Foto ©Staatsorchester Stuttgart/FB
Per il concerto inaugurale delle stagione sinfonica, la Staatsorchester Stuttgart ha ideato un programma piuttosto insolito affidato alla bacchetta di Tiyani Lu, trentaquattrenne direttrice nata a Shangai e cresciuta in Nuova Zelanda che dopo la vittoria in due importanti concorsi, la Sir Georg Solti International Conductors’ Competition di Frankfurt e il Premio Guido Cantelli, ha iniziato una carriera che l’ ha già portata ad esibirsi insieme a molte importanti orchestre internazionali. Da quello che si è visto in questa serata, si tratta di una musicista dotata di una tecnica direttoriale sicura ed efficace oltre che di una grande energia, carisma e capacità di ottenere dall’ orchestra tutto quanto richiesto tramite la mimica sul podio.
La serata iniziava con Largo and Allegro, brano per archi, pianoforte e timpani scritto nel 1963 da Giya Kancheli (1935-2019), compositore georgiano la cui produzione è stata diffusa in occidente soprattutto da Gidon Kremer, che gli ha anche commissionato alcuni lavori. Il taglio spiritualistico per cui la musica di Karcheli viene spesso paragonata a quella di autori come Arvo Pärt e John Taverner era molto evidente in questa composizione di raffinata scrittura evocante un’ atmosfera di arcaica sospensione temporale. A seguite, la prima esecuzione assoluta di The Order of Time, brano per percussioni e orchestra commissionato dalla Staatsorchester a Mischa Tangian, trentaseienne compositore nato a Mosca e formatosi prima a Düsseldorf e poi al King’s College London, che in questa partitura ha ideato una struttura polistilistica finalizzata a unire elementi della musica occidentale con una base ritmica eseguita da strumentisti della Babylon Orchestra, un Fusion Ensemble da lui fondato nel 2016 che nel suo repertorio accosta brani occidentali e mediorientali.
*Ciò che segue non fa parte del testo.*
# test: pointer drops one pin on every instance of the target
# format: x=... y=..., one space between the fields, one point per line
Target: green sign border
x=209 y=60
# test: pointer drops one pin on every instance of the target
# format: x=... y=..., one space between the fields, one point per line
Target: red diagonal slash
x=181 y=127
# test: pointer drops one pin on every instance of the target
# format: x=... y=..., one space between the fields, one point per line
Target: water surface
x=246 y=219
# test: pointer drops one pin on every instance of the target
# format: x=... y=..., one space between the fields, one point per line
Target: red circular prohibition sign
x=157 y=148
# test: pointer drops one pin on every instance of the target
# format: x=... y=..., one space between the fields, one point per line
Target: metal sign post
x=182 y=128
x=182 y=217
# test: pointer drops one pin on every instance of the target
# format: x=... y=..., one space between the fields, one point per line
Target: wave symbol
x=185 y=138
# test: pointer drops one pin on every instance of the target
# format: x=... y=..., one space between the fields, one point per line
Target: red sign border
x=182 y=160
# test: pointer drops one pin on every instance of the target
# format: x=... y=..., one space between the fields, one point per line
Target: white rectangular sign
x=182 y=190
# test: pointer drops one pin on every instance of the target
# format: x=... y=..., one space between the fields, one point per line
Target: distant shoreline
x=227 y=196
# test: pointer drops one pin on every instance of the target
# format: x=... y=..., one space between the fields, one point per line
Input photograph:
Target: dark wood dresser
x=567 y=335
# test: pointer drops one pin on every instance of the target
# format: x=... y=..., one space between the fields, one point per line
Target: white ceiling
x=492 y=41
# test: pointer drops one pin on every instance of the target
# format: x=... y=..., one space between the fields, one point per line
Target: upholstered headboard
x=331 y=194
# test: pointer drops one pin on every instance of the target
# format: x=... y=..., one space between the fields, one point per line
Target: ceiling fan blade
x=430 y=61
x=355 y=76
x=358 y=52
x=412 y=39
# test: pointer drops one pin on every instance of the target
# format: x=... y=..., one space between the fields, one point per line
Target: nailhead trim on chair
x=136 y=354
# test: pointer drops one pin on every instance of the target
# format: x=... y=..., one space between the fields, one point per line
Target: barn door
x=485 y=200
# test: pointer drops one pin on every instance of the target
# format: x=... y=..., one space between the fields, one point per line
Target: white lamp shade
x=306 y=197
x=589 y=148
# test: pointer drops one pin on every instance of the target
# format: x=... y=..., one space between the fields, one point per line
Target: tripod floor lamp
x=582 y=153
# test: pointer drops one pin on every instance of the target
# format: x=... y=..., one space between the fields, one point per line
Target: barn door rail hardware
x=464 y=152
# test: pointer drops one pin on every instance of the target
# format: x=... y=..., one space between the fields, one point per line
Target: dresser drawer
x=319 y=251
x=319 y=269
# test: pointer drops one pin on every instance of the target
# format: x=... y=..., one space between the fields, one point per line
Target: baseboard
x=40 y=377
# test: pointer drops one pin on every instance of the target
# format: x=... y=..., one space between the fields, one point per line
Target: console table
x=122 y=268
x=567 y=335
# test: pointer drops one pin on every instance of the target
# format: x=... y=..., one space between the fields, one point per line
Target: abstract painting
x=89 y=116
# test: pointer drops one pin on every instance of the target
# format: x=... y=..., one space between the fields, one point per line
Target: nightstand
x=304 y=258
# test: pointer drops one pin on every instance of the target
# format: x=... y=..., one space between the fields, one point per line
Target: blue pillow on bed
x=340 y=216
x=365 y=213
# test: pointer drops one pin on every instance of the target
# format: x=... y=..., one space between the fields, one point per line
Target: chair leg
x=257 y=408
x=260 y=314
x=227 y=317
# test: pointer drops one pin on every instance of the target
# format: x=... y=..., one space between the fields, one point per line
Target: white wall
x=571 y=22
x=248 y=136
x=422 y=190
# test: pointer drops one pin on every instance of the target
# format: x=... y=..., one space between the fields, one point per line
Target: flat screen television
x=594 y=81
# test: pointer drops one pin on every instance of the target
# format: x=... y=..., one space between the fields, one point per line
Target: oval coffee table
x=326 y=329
La combinazione fra gli strumenti persiani e l’ orchestra sinfonica tradizionale era senza dubbio interessante, soprattutto per quanto riguarda le raffinate combinazioni ritmiche sovrapposte ad effetti orchestrali di grande fantasia.

Foto ©Staatsorchester Stuttgart/FB
La seconda parte del concerto proponeva una selezione dalle Danze Slave op. 46 e op. 72 di Dvořák, che per la loro struttura basata su melodie tratte dalla musica popolare si combinavano molto bene con il resto del programma. Qui Tiyani Lu ha messo in mostra tutto il meglio della sua personalità musicale in una lettura energica e ben sottolineata nelle linee melodiche oltre che di notevole gusto nella realizzazione della tavolozza timbrica quasi caleidoscopica che di questa musica è una tra le caratteristiche principali. La varietà di tinte e la raffinatezza di atmosfere sonore che la giovane direttrice è riuscita ad ottenere da una Staatsorchester Stuttgart devvero eccellente per precisione, compatezza e rotondità di suono, rendevano questa interpretazione assolutamente rimarchevole. Nel complesso, abbiamo ascoltato una prestazione molto notevole da parte di un giovane talento del podio che in questa occasione dimostrato di essere sicuramente in possesso di tutti i requisiti per fare una bella carriera. Successo cordialissimo da parte del pubblico della Liederhalle, che ha applaudito a lungo Tiyani Lu e l’ orchestra.